In this series of posts, I highlight soundtracks that we may have overlooked.  Let’s take a look at music from WolfTeam’s Sol-Feace for the Sharp X68000/Sega CD/Genesis, composed by Motoi Sakuraba.

Okay.  A while back I posted a write-up on Cruise Chaser Blassty, one of Uematsu’s first works.  I felt like it was only fitting to seek out something early from the career of another legend.  So, I searched Motoi Sakuraba’s completed works and stumbled upon this game:  an space drama shooter from 1990 for the Japanese home PC (the Sharp X68000).

The game was released here for Sega CD, of all things, under the title “Sol-Deace” in 1991 with a completed revamped Redbook audio soundtrack.  (I uh, have no clue why they called it Sol-Deace here.)  However, I’m more concerned with the original MIDI files he wrote as opposed to the arranged OST as I find the original format more interesting.

A note about the Sharp X68000- from my understanding, the Sharp X68000’s sound playback was completely based off the sound audio cards installed.  If you remember, old PCs used to have SoundBlaster (or equivalent) cards that directly read the MIDI instructions and provided output.  The issue with original fidelity on these old cards was that they provided many different forms of MIDI output and since the instructions from the code didn’t stipulate the direct instrument assignments to each individual line, the output varied greatly depending on hardware.  This same principle applies to the Sharp X68000.  Thus, you’ll hear subtle differences in all the music I post here, depending on the audio hardware used for playback.
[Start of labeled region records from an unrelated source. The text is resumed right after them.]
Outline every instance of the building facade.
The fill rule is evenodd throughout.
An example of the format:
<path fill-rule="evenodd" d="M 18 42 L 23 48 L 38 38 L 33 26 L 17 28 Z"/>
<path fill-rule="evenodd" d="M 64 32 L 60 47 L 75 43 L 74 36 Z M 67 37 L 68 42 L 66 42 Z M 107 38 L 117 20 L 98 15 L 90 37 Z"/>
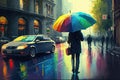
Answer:
<path fill-rule="evenodd" d="M 120 46 L 120 0 L 113 0 L 114 37 L 116 45 Z"/>
<path fill-rule="evenodd" d="M 0 37 L 47 34 L 53 8 L 53 0 L 0 0 Z"/>

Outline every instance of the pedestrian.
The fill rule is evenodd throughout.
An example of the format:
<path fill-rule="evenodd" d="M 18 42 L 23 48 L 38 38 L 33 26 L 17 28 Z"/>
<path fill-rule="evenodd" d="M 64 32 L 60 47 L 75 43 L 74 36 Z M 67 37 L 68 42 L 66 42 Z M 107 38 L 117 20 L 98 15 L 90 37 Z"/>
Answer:
<path fill-rule="evenodd" d="M 87 37 L 88 48 L 91 48 L 91 42 L 92 42 L 92 37 L 91 35 L 88 35 Z"/>
<path fill-rule="evenodd" d="M 108 49 L 108 44 L 109 44 L 109 36 L 106 36 L 106 50 Z"/>
<path fill-rule="evenodd" d="M 105 37 L 102 36 L 102 38 L 101 38 L 102 47 L 104 46 L 104 41 L 105 41 Z"/>
<path fill-rule="evenodd" d="M 79 70 L 80 53 L 81 53 L 80 41 L 83 41 L 83 34 L 81 31 L 69 32 L 68 44 L 71 46 L 72 72 L 76 74 L 79 73 L 78 70 Z"/>

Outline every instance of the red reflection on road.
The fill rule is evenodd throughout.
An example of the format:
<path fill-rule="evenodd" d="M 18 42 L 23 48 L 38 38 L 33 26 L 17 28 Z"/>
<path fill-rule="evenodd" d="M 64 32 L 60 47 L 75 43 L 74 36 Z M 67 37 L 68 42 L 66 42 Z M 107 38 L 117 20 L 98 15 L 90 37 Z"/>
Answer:
<path fill-rule="evenodd" d="M 96 60 L 96 67 L 97 67 L 97 72 L 102 75 L 106 73 L 106 62 L 103 57 L 103 54 L 99 53 L 97 55 L 97 60 Z"/>

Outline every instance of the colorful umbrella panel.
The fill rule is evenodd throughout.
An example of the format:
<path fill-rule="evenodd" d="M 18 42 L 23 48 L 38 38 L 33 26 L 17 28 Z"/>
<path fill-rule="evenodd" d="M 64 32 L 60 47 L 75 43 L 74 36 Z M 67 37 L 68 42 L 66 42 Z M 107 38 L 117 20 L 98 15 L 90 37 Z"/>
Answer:
<path fill-rule="evenodd" d="M 91 15 L 76 12 L 60 16 L 53 24 L 53 29 L 58 32 L 75 32 L 80 29 L 86 29 L 95 23 L 96 20 Z"/>

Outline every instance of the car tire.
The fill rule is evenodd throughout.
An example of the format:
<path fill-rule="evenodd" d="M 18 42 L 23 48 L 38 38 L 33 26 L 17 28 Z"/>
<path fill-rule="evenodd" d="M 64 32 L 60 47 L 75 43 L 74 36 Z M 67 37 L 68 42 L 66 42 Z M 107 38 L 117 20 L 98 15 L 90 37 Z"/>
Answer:
<path fill-rule="evenodd" d="M 30 50 L 30 56 L 31 56 L 31 57 L 35 57 L 35 54 L 36 54 L 36 51 L 35 51 L 34 48 L 32 48 L 32 49 Z"/>
<path fill-rule="evenodd" d="M 54 53 L 54 52 L 55 52 L 55 46 L 52 46 L 50 53 Z"/>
Getting back to the music, anyone familiar with Sakuraba knows that Motoi Sakuraba + space = progressive rock in space.  And he definitely serves up some amazing tracks in this game.
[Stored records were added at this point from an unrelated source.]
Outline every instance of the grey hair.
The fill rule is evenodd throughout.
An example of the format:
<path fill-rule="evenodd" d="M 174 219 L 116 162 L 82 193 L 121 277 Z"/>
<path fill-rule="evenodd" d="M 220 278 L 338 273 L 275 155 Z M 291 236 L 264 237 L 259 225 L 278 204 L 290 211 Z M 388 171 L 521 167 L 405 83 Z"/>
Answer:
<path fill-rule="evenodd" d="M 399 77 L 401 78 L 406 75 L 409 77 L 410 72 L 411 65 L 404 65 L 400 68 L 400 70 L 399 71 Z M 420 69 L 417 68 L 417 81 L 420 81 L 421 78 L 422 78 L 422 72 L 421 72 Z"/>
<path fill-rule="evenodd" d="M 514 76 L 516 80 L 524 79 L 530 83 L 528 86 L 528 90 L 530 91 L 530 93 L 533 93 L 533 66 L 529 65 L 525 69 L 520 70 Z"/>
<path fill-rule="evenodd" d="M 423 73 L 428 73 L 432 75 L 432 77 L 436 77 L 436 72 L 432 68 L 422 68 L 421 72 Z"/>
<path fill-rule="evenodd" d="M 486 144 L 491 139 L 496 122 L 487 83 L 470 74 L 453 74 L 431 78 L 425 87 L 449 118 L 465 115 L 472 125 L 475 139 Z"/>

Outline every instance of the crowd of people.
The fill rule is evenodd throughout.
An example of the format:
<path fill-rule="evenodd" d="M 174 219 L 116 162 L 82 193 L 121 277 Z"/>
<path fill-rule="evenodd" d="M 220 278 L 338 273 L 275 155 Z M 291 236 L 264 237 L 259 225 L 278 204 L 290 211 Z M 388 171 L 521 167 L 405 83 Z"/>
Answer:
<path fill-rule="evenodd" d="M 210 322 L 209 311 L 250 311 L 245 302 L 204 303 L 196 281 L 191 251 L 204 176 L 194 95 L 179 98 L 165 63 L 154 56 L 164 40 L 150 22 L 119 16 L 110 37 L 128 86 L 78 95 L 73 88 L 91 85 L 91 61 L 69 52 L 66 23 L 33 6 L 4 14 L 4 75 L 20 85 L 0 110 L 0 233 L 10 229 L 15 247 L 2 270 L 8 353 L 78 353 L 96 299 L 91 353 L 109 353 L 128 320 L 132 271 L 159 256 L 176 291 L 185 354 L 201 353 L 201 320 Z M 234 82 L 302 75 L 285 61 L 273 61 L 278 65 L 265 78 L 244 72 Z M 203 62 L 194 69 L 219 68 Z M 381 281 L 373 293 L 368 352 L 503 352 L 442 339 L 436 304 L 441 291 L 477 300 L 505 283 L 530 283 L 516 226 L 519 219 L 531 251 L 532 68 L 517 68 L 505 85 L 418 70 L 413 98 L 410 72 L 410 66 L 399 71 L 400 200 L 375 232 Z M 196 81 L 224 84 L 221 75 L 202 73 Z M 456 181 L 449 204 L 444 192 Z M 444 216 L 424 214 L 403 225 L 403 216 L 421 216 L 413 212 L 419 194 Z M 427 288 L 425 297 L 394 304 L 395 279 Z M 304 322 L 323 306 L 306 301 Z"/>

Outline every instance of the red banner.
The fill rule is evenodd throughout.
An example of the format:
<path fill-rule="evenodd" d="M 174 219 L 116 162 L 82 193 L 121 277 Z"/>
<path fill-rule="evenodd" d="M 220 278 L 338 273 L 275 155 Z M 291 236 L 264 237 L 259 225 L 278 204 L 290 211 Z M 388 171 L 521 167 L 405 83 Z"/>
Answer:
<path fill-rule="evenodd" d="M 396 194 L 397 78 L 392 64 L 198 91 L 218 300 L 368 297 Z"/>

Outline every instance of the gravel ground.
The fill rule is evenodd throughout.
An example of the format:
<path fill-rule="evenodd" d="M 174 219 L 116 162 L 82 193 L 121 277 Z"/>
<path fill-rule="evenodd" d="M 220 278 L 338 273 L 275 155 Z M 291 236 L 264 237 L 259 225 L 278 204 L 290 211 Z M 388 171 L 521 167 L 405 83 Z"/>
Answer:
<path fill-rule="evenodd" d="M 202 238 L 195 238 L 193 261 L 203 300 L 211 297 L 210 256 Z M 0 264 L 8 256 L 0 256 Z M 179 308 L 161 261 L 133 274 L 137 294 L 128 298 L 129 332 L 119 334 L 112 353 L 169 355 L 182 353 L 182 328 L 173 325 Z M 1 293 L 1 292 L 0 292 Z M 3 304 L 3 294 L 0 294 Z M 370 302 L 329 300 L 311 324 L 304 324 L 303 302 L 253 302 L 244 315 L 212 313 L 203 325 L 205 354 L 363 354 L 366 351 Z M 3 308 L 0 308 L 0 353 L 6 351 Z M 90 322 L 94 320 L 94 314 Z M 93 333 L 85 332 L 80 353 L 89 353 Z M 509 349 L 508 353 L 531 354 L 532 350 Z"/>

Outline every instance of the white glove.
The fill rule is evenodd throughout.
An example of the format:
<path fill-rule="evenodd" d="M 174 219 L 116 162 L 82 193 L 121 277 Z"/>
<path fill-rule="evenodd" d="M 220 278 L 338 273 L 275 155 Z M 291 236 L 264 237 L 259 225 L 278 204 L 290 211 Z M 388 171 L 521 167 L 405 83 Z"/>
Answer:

Here’s the epic intro from Sol-Feace:

Motoi Sakuraba’s abilities (mainly his amazing keyboard skills) really translate well when it comes to MIDI composition.  I mean, how epic is this track?  The visuals on the X68000 are amazing for 1990 and the music fits perfectly.

Here’s some more from the OST:

(credit:  VGMhalloffame)

(credit:  Perkinson78)

And just for fun check out the Redbook audio version of the intro:

Pretty awesome.  You can find copies of this game pretty readily if you want to rock out on your Sega CD or Genesis.  The game isn’t that spectacular but the music is.
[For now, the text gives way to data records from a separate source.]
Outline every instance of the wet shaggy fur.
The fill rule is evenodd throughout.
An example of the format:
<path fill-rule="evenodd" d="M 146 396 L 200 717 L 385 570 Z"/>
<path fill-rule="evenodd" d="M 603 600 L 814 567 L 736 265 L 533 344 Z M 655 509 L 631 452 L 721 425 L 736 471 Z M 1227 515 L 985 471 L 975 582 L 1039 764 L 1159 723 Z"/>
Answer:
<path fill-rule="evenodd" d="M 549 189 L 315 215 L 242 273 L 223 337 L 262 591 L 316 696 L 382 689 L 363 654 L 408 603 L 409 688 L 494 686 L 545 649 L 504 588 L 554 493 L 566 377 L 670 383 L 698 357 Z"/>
Hope you enjoyed listening!  Leave comments, as always!


About Classical Gaming

Steve Lakawicz holds an MM in Music Performance from Temple University as well as a BM in Tuba Performance from Rutgers University . His teachers include Paul Scott, Scott Mendoker, and Jay Krush. His love of video game music has lead him to form a blog, Classical Gaming, to promote discussion both casual and academic about the music of video games. He is the co-founder of the video game/nerd music chamber ensemble, Beta Test Music and regularly composes/performs chiptune music as Ap0c. He currently resides in Philadelphia where he teaches college statistics at Temple University. View all posts by Classical Gaming

4 responses to “Lesser-known Video Game Soundtracks: Sol-Feace (Sharp X68000)

  • Frank

    SolFeace is an amazing sound track, and have been saying this for years. It really is very under rated.

  • CWalois

    Hopefully it’s not just me, but the first link to Sol-Feace’s intro now goes to a playlist that starts with some kind of bizarre rape-escape game. I watched almost the whole thing with a dazed expression before I remembered why I was there and that there was no music playing. Also, the Redbook link at the bottom is also broken 😦

    P.S.: Do you have an interest in writing about the Descent soundtrack? The Redbook (Mac, PS1) vs. MIDI (PC) situation there is very interesting. Also, I feel like no one has done research on the ST, and the credits situation could use some explanation. I’ve seen countless names attached to it: Type O Negative, Nivek Ogre, Allister Brimble, Jim Torres, Ken Allen, Brian Luzietti, Larry Peacock, Tim Wiles…. Sorry for the random question, but since you talked about dueling soundtrack versions here, I couldn’t help but think of Descent.

    • Classical Gaming

      Woah, I’ll fix that tomorrow after the Beta Test concert. Sheesh! Sorry!

      I LOVE the soundtrack to Descent. I’ll work on that this week. I remember there being really little info about the composers but we’ll see what I can find!